I wrote this bulletin a while ago, after coming back from a trip to Kashmir. I think it sums up the how and why I do what I do.
I have come back from Srinagar a week ago and the voices and details of the city are still vividly present in my memory. The Dal lake, the snow-capped mountains, the windstorm that shook my last night in the city and got mingled with the lamenting voices of women praying to fight their fear.
Srinagar is not leaving me, I would like perhaps some distance, but it has decided to stay with me. The Kashmir of the almost forgotten conflict has crept under my skin.
Agha Shahid Ali, the poet who more than anyone else gave voice to the unique mixture of beauty and brutality that seems to be the essence of the Valley, has been my guide. I have looked at his Valley through the lens of his words. And Srinagar inevitably became also for me the city of daughters: where almost every man has a police record – if not as a suspect, as a spy: it seems, in fact, that there are some 170 thousand spies for a population of 10 million people – and where women make life go on, in silence, away from indiscreet gazes and the clamours of public domain.
And so it is that also the apparent quiet that surrounds Srinagar, the renewed presence of tourists, the rhetoric of the regained stability acquire a new meaning through the verses of
Agha Shahid Ali, who quotes Tacitus: solitudinem faciunt, pacem appellant – they make a desolation and call it peace.
It is not the first time that I experience this kind of desolation. It hit me in Palestine, in refugee camps in Iraq and Tunisia, in the slums of Pakistan.
But it seems that this desolation has now come back to claim a long overdue credit.
Of years of stories that I listened to, collected and preserved in my memory. Of tales of lives and places that I visited, felt and shared through my writings.

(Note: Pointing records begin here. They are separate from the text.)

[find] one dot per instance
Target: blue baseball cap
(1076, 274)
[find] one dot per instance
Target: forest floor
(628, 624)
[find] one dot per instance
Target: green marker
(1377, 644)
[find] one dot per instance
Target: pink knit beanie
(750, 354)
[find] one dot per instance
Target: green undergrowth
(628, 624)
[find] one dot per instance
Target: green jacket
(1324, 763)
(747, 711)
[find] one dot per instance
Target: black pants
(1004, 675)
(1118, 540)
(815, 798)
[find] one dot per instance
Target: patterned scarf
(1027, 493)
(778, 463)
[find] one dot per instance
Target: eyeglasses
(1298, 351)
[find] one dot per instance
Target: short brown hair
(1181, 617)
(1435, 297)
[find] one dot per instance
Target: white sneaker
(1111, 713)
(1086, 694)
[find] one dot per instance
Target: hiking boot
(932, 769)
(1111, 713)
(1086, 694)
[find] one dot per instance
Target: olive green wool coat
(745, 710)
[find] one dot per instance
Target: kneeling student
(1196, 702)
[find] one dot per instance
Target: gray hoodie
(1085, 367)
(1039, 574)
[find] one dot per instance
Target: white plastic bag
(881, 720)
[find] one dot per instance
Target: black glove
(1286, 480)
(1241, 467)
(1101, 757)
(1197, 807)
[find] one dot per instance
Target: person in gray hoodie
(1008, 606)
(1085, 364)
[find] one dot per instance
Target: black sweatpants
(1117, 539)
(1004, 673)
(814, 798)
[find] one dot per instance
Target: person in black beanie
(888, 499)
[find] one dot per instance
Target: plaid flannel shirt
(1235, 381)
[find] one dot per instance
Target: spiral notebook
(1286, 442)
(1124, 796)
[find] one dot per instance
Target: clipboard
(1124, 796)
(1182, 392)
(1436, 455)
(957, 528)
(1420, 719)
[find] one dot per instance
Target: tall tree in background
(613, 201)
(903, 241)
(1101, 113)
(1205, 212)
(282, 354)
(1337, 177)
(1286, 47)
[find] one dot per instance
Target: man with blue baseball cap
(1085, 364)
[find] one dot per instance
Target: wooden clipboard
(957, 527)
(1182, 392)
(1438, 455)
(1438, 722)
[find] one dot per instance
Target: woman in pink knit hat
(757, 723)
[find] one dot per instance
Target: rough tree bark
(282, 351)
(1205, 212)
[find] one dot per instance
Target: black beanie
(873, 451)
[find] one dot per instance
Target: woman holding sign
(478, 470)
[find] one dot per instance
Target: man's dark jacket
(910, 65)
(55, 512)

How can I do justice to so much richness and pain?
How to give proper credit to those who tell you that they feel guilty to be happy when their country is under an oppression that seems to have no end?
How do to sail in this big sea? Where is the compass that leads the path so as to preserve a sensitive eye and yet avoid pitiful sympathy? How can one tell about the power of human dignity without risking the objectifying gaze of the anthropologist who looks for truths?
Questions multiply and answers seem to slip away.
Hitting the road is the only solution I know: the source of more questions that animate the quest for more answers.
The road and a desire for care, dedication and attention – in my words and politics – towards the people and places that have told and continue telling me these stories.